Financial Institutions And Supervisory ICT Risk And Cybersecurity Circulars Q1 2026

Executive Summary for MFSA Circulars Quarter 1

During the first quarter of 2026, the Malta Financial Services Authority (MFSA) issued a series of circulars addressing compliance reporting obligations for Financial Institutions and digital operational resilience requirements under the EU’s DORA framework. The circulars set out supervisory findings, regulatory expectations, and guidance relevant to all Authorised Persons (APs) operating within the Maltese financial sector.

Annual Compliance Report - Financial Institutions (January 27, 2026)

Fintech Supervision reviewed the first wave of Annual Compliance Reports (ACRs) submitted under Chapters 2 and 3 of the Financial Institutions Rulebook. The review revealed widespread deficiencies, including ACRs submitted without Board-approved Compliance Monitoring Plans (CMPs), unsigned reports, and plans that were entirely absent in some cases. Beyond formal breaches, the MFSA noted qualitative shortcomings such as missing risk assessments, incomplete testing schedules, and CMPs that focused disproportionately on AML to the exclusion of other regulatory obligations The MFSA has designated 2026 as a grace period, but has made clear that future submissions must fully meet established compliance standards.

DORA Register of Information - Reporting Reminder (January 28, 2026)

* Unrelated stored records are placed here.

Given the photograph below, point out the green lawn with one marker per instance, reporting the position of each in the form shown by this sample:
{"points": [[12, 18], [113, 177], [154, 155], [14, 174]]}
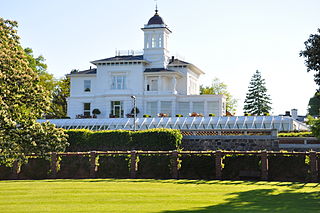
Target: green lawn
{"points": [[171, 196]]}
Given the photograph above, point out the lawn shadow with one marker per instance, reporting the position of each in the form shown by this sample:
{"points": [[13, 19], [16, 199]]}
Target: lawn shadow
{"points": [[264, 200]]}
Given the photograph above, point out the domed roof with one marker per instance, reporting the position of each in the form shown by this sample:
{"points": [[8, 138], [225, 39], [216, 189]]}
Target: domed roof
{"points": [[156, 19]]}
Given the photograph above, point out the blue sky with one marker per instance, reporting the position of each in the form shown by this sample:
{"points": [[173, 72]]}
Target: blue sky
{"points": [[226, 39]]}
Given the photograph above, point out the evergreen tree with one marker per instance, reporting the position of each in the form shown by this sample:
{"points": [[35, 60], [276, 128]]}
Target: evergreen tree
{"points": [[257, 100], [220, 88]]}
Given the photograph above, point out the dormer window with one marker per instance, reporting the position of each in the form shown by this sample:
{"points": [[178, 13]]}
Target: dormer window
{"points": [[87, 85], [153, 42], [118, 82]]}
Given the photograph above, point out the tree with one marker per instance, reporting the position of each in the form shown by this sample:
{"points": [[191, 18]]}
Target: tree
{"points": [[312, 55], [22, 100], [220, 88], [257, 100], [38, 65], [314, 105]]}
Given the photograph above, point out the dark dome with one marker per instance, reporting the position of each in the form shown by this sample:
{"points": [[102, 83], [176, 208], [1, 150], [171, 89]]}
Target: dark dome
{"points": [[156, 19]]}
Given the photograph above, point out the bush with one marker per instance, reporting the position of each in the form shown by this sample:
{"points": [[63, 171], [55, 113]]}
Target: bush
{"points": [[153, 139], [197, 167], [156, 139], [74, 167], [295, 134], [36, 168], [288, 168]]}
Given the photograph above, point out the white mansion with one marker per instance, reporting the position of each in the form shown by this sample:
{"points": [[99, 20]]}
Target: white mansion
{"points": [[160, 83]]}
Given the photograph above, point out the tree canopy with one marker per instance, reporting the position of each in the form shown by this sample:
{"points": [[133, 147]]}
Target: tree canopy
{"points": [[314, 105], [219, 88], [312, 55], [22, 100], [257, 100]]}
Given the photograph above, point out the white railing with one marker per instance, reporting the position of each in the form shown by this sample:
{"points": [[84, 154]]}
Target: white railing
{"points": [[281, 123]]}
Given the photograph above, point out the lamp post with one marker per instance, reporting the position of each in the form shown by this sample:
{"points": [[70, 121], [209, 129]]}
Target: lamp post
{"points": [[134, 112]]}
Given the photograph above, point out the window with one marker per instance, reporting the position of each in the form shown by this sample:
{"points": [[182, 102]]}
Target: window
{"points": [[183, 108], [152, 108], [154, 85], [213, 107], [86, 109], [198, 107], [87, 85], [116, 109], [153, 42], [166, 107], [118, 82]]}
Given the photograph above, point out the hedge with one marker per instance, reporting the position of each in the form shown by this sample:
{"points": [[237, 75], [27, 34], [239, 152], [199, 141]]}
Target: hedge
{"points": [[113, 140], [295, 134]]}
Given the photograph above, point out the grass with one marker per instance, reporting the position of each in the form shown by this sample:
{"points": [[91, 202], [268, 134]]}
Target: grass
{"points": [[170, 196]]}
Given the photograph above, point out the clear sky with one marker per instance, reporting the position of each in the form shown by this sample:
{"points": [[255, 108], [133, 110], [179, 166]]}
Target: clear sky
{"points": [[226, 39]]}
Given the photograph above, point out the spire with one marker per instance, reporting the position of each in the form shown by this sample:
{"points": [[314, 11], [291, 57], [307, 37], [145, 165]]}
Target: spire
{"points": [[156, 7]]}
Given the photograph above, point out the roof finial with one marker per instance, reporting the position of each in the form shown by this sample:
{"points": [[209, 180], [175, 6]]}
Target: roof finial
{"points": [[156, 6]]}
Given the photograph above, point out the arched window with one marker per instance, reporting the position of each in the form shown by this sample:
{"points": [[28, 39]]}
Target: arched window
{"points": [[153, 42]]}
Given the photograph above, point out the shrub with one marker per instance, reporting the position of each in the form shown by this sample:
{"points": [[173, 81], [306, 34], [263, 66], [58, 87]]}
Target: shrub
{"points": [[288, 168], [153, 139], [295, 134], [156, 139], [74, 167]]}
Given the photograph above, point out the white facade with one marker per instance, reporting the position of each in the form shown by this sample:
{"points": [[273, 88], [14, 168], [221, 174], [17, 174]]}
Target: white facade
{"points": [[160, 83]]}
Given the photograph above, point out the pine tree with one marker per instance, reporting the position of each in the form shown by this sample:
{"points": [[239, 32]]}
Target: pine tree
{"points": [[257, 100]]}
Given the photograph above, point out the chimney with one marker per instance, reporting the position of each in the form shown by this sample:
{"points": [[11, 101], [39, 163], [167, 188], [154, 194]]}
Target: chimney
{"points": [[294, 113]]}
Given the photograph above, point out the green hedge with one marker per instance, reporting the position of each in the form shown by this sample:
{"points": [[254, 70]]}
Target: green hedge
{"points": [[197, 167], [153, 139], [295, 134]]}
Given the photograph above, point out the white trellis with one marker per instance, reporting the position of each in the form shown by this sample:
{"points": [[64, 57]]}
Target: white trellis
{"points": [[281, 123]]}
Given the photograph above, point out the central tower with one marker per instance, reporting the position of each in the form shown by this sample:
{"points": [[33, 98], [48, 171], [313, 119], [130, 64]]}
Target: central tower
{"points": [[156, 34]]}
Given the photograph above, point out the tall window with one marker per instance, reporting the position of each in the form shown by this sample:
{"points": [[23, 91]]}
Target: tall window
{"points": [[166, 107], [116, 109], [198, 107], [183, 108], [118, 82], [152, 108], [154, 85], [86, 109], [87, 85], [213, 107], [153, 42]]}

Financial Entities were reminded of their obligation to submit a DORA-compliant Register of Information (RoI) via the MFSA’s LH Portal, using 31 December 2025 as the reference date, within the reporting window of 1 January to 21 March 2026. Non-compliance may result in regulatory action under L.N. 166 of 2024 and the MFSA Act.

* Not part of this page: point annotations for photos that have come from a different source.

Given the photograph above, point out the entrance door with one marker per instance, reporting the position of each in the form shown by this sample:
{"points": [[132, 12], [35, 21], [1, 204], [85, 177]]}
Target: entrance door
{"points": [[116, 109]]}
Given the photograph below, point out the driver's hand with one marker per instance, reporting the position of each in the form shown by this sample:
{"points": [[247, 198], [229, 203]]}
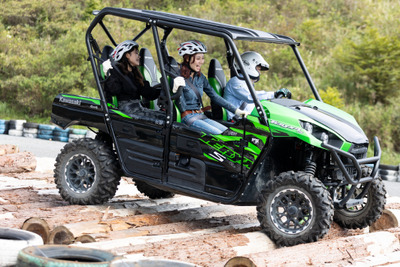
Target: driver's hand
{"points": [[178, 81], [106, 66], [283, 92], [241, 113]]}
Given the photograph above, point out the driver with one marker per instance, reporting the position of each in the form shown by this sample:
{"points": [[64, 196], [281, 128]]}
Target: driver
{"points": [[236, 91]]}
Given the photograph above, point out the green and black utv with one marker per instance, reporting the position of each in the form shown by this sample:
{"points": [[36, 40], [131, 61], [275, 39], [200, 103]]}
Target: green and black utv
{"points": [[302, 164]]}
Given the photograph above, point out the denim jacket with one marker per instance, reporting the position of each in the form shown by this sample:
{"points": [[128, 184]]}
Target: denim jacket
{"points": [[189, 101]]}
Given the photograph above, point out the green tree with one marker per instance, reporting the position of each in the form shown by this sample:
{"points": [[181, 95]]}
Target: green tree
{"points": [[372, 66]]}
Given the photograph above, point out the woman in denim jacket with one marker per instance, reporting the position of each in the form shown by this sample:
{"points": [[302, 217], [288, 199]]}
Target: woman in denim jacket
{"points": [[190, 103]]}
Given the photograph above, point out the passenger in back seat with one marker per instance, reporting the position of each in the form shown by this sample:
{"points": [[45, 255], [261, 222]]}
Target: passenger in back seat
{"points": [[127, 83], [236, 90]]}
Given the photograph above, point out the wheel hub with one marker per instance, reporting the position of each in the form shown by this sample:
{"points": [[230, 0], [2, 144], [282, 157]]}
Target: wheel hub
{"points": [[80, 173], [291, 211]]}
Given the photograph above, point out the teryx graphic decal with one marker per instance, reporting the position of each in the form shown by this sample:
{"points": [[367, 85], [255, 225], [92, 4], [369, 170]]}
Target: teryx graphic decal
{"points": [[222, 151]]}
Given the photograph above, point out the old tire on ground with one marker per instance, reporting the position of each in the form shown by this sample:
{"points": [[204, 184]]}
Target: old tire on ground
{"points": [[86, 172], [63, 255], [12, 241], [151, 191], [368, 212], [295, 208]]}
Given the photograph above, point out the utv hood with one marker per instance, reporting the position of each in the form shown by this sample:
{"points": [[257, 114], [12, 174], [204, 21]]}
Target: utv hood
{"points": [[333, 118]]}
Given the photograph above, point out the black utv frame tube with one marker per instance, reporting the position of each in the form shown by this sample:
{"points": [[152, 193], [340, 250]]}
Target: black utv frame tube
{"points": [[356, 162], [107, 32], [103, 101], [259, 108], [306, 73]]}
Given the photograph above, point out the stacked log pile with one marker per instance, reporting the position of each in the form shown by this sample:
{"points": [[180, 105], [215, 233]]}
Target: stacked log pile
{"points": [[13, 161]]}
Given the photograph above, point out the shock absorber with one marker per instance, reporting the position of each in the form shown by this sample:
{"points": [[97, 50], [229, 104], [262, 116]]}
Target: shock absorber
{"points": [[311, 165]]}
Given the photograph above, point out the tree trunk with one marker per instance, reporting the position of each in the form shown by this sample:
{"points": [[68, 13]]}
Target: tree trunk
{"points": [[17, 162]]}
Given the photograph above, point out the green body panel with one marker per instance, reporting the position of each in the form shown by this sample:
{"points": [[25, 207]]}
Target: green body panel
{"points": [[331, 109], [285, 122]]}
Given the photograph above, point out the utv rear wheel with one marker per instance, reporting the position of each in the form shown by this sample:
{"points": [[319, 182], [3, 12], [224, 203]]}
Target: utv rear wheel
{"points": [[295, 208], [367, 211], [86, 172], [151, 191]]}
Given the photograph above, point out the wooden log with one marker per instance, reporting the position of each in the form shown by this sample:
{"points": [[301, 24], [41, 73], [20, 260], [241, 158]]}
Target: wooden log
{"points": [[240, 261], [38, 226], [390, 219], [85, 239], [8, 149], [17, 162], [67, 233]]}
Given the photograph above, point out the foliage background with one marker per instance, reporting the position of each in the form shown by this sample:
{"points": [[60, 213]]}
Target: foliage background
{"points": [[351, 49]]}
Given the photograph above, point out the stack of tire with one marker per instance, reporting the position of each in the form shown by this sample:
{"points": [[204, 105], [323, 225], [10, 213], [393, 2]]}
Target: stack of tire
{"points": [[76, 134], [30, 129], [45, 131], [60, 134], [4, 126], [15, 127]]}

Heightened Cyber Threat Advisory (March 5, 2026)

In response to an elevated threat environment, the MFSA urged APs to strengthen their cybersecurity. Key directives include enforcing multi-factor authentication, patching vulnerabilities promptly, centralising log monitoring, participating in threat intelligence-sharing networks, and validating incident response playbooks. APs were also reminded of mandatory major ICT-related incident reporting timelines under Commission Delegated Regulation (EU) 2025/301.

DORA Register of Information - Additional Data Quality Checks (March 5, 2026)

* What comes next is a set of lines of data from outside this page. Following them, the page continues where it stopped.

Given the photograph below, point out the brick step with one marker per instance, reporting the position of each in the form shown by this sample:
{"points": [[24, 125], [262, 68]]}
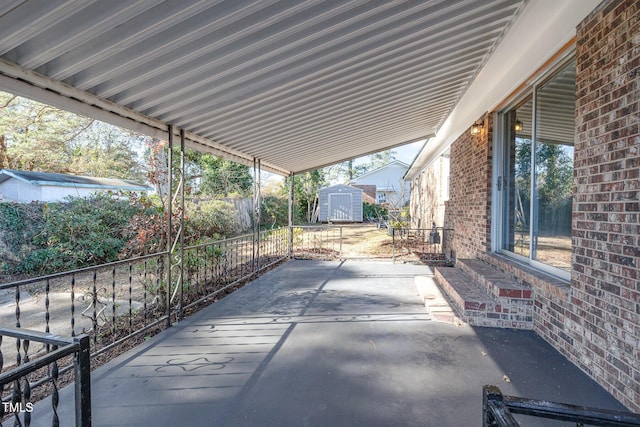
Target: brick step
{"points": [[494, 281], [435, 302], [475, 306]]}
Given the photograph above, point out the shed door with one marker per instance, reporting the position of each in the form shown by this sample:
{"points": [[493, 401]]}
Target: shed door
{"points": [[340, 207]]}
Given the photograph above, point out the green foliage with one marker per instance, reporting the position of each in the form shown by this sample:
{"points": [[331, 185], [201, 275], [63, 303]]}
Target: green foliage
{"points": [[211, 219], [64, 236], [374, 212], [19, 222], [221, 177], [275, 211], [305, 190]]}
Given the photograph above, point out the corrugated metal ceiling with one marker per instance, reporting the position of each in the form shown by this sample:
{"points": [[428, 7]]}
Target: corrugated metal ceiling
{"points": [[297, 84]]}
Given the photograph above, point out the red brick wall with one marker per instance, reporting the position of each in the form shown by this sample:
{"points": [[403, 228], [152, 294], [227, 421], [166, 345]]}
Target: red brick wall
{"points": [[468, 211], [604, 321]]}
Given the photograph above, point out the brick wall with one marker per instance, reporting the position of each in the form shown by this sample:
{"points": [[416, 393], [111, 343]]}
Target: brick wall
{"points": [[604, 320], [468, 211]]}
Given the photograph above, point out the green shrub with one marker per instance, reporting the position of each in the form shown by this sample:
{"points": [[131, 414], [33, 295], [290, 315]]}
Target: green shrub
{"points": [[211, 220], [275, 212], [374, 212], [68, 235]]}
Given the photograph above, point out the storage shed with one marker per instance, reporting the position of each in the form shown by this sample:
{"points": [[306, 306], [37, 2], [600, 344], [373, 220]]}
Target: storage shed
{"points": [[340, 203]]}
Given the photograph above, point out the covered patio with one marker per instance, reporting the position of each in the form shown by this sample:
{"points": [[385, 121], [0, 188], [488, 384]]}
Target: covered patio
{"points": [[322, 343], [288, 87]]}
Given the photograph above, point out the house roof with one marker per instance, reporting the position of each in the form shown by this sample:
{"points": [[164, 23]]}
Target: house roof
{"points": [[296, 84], [341, 187], [64, 180], [395, 163]]}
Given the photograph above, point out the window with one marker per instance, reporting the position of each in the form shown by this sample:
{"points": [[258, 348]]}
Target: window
{"points": [[534, 177]]}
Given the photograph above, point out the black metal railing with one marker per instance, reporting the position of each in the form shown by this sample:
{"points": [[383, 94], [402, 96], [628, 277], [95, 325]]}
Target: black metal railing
{"points": [[427, 244], [17, 386], [322, 242], [116, 301], [498, 410]]}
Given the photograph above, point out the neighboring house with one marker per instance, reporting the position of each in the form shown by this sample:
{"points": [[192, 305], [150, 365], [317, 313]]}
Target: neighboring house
{"points": [[340, 203], [368, 193], [536, 173], [390, 185], [27, 186]]}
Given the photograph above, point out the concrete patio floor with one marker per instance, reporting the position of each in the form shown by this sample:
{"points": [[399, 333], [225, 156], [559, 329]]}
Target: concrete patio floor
{"points": [[315, 343]]}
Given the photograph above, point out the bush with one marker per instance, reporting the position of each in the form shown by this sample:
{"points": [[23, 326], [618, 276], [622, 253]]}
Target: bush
{"points": [[64, 236], [275, 212], [374, 212], [211, 220]]}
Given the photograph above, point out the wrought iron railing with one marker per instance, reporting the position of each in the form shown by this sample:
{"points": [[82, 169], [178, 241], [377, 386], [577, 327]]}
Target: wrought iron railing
{"points": [[34, 371], [317, 242], [427, 244], [498, 410], [114, 302]]}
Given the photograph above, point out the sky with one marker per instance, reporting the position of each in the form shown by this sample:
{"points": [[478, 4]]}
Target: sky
{"points": [[405, 153]]}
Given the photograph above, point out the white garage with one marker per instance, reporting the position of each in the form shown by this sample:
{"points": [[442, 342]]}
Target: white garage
{"points": [[340, 203]]}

The MFSA confirmed that the European Supervisory Authorities will conduct supplementary data quality checks on 2026 RoI submissions during April 2026. An “Accepted” portal status does not guarantee compliance with these checks. Financial Entities required to resubmit must do so by 30 April 2026.

TLPT Codes of Conduct Guidance (April 23, 2026)

The MFSA, acting as the TLPT Authority under DORA, published guidance on codes of conduct for Threat-Led Penetration Testing, developed in collaboration with the TIBER-EU Knowledge Centre. The guidance supports external testers, threat intelligence providers, and financial entities using internal testers in structuring compliant and ethically sound codes of conduct.

The content of this article is intended to provide a general guide to the subject matter. Specialist advice should be sought about your specific circumstances.